Debugging

Printing Tensor Values

Deeploy provides two primary approaches for printing the input and output tensors of computational kernels:

  1. Topology Pass: This approach modifies the graph’s topology by inserting print nodes. These nodes can be added before or after a specified operator, which can be selected using a regular expression.

  2. Code Transformation: This approach inserts code-level print statements to output tensor values at various stages of execution. Deeploy also offers memory-aware versions that allow printing values at specific memory levels (e.g., per tile).

Topology Pass

The DebugPrint topology pass modifies the graph by inserting print nodes either before or after specified operators. The target operator(s) can be selected using a regular expression pattern.
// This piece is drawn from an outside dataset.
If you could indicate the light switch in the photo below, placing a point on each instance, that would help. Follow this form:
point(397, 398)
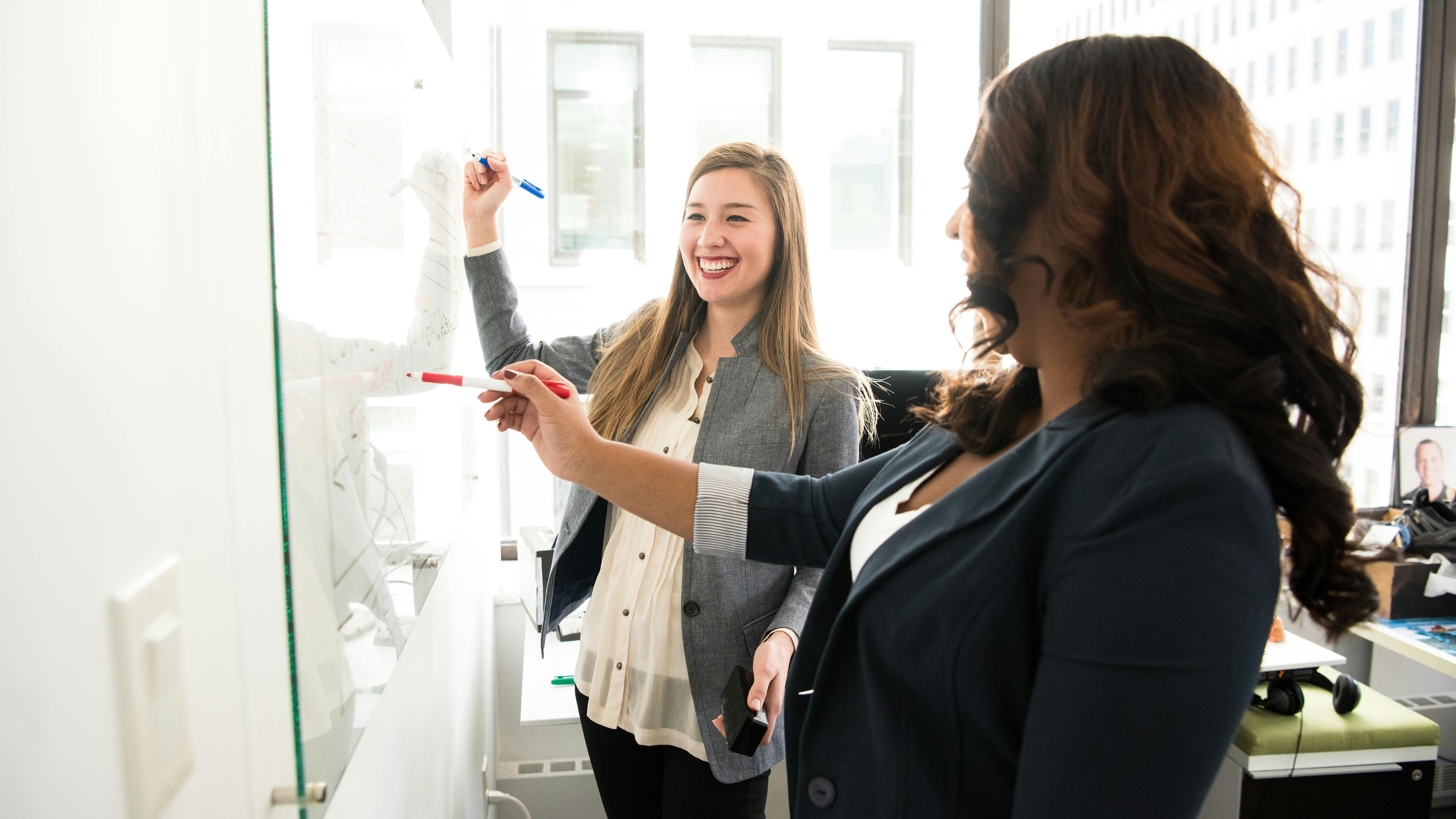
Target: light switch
point(151, 693)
To enable this, extend the optimization passes by adding DebugPrintPass. For example, to modify the GenericOptimizer in Deeploy/Targets/Generic/Platform.py, you can add:

GenericOptimizer = TopologyOptimizer([
    # ... existing passes ...
    DebugPrintPass(r'.*[Mm]at[Mm]ul.*', position='after'),
])

Ensure that your platform provides a valid implementation and mapping for the ``DebugPrint`` node.

Code Transformation

The PrintInputGeneration and PrintOutputGeneration code transformations offer a flexible way to insert print statements directly into the generated code. These transformations allow you to log tensor values at any point during execution, making them useful for in-depth debugging. For cases where memory layout is important—such as debugging tiled execution—Deeploy also provides memory-aware variants: MemoryAwarePrintInputGeneration and MemoryAwarePrintOutputGeneration.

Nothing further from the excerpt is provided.